青の過程

美木間

第1話 青の迷走

 ― 秘法は守らねばならない ―


 自分だけが知っている秘法を守らねばならない。

 その一心が常に彼を苛み、駆りたてる。

 そして今日も日没とともに近頃では手放せなくなっている酒の小壜を持って、彼は回廊を彷徨い始めた。


 秘法など、まだ本当にはわかってはいない。

 だが、全くわかっていないわけでもない。


 自分を信じる気持ちを、現実は残酷に裏切るものだ。

 かつての不遇の経験が悪酔いさせ、その酔いが見せる幻に彼は怯えることになる。


 そうして彷徨ううちに、悪夢から逃れようと彼が入り込んだのは大甕おおがめだった。


 それは、極東より運ばれてきた豪奢な装飾品。

 城内に置かれたそれは、本来の用途は水甕だが、ここでは権勢を誇る為の飾りだった。

 ゆえに中は空だと踏んでの行為だったが、運悪く甕には水が満たされていた。


 彼は虚ろな眼差しで、甕の底から水面を見上げた。

 青みが射したポーセリンドールの白い手のひらが、ひらひらと舞って、彼の腕をつかんだ。

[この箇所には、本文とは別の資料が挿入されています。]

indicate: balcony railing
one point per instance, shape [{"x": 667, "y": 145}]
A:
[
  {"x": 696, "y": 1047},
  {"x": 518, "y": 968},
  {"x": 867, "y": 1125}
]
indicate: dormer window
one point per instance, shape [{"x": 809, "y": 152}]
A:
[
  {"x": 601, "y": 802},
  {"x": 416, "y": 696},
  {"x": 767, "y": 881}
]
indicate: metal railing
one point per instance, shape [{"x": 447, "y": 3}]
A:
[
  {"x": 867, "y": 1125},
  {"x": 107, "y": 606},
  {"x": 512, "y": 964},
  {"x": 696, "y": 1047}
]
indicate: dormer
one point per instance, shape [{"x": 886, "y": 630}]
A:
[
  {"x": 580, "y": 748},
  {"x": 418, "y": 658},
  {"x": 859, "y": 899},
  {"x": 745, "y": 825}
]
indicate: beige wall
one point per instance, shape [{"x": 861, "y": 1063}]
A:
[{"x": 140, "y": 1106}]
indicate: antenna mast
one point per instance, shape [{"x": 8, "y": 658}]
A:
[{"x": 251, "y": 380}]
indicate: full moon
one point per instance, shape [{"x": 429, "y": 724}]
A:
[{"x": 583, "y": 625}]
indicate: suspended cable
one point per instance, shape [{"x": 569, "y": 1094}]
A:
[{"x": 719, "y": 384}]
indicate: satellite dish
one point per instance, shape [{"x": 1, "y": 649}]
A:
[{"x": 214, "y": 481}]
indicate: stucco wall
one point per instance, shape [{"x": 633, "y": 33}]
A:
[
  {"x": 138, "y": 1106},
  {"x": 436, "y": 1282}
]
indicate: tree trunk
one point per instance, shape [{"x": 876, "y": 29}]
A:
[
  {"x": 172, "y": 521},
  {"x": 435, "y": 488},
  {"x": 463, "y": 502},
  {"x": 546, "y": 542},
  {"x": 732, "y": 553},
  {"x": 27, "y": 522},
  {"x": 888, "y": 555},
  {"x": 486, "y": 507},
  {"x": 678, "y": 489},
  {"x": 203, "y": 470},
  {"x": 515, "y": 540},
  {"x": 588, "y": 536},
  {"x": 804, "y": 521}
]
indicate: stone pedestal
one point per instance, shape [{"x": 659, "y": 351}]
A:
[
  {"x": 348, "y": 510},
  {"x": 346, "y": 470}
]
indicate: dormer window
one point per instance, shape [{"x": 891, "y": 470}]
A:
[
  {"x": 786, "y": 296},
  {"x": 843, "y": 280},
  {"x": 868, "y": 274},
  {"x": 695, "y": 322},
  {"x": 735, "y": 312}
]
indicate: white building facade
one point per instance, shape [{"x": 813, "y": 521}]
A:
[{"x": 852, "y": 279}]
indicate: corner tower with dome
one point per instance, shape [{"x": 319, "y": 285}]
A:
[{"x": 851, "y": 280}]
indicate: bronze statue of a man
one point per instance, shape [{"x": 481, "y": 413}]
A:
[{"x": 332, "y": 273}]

 彼は口から鼻から耳から大量の水を吸い込み、溺死しかけた状態で助けられた。

 悶絶寸前の形相に、誰もが死の影を認めた。



「ヨハン、聞こえるか、聞こえているのなら返事をしろ」

「ベットガー、そうだ、起き上がらなくていい、瞼もあけなくていい、意識があるなら私の手を握れ」


 声をかけている医師の手が、弱弱しく握られた。

 それから、男は、ゆっくりと目をあけた。


「オーハイン、それに、バルトロメイ先生か」


 かすれた声で名が呼ばれた。


「そうだ、ここにいるのは、私とオーハインだ。だがな、おまえを助けたのは、彼だ。彼が、そばにあった純銀の像でかめを割って、おまえをひっぱり出したんだ」


 医師バルトロメイは、部屋の隅を振り返ってみせた。

 そこには、ベットガーの助手の東洋人の少年が立っていた。


影青えいせい


 ベットガーは彼を見るなり何か言おうとして、半身を起こしかけた。


「だめだ、まだ起き上がれる状態じゃない」


 バルトロメイは、心底ベットガーを心配しているようだった。


「まったく、同じ顔を突っ込むなら辛気臭い城の酒臭いティーカップより、磁器の館の薔薇の香水を満たしたティーカップを俺は選ぶね」


 半ばおどけてベットガーの旧友オーハインが言った。

 磁器の館と言えばそれは娼館を意味する。磁器が魅惑的で人を虜にして得難いということからの揶揄だった。いつものように場を和ませようとしての言い回しだったが、この状況ではさすがに誰も笑わなかった。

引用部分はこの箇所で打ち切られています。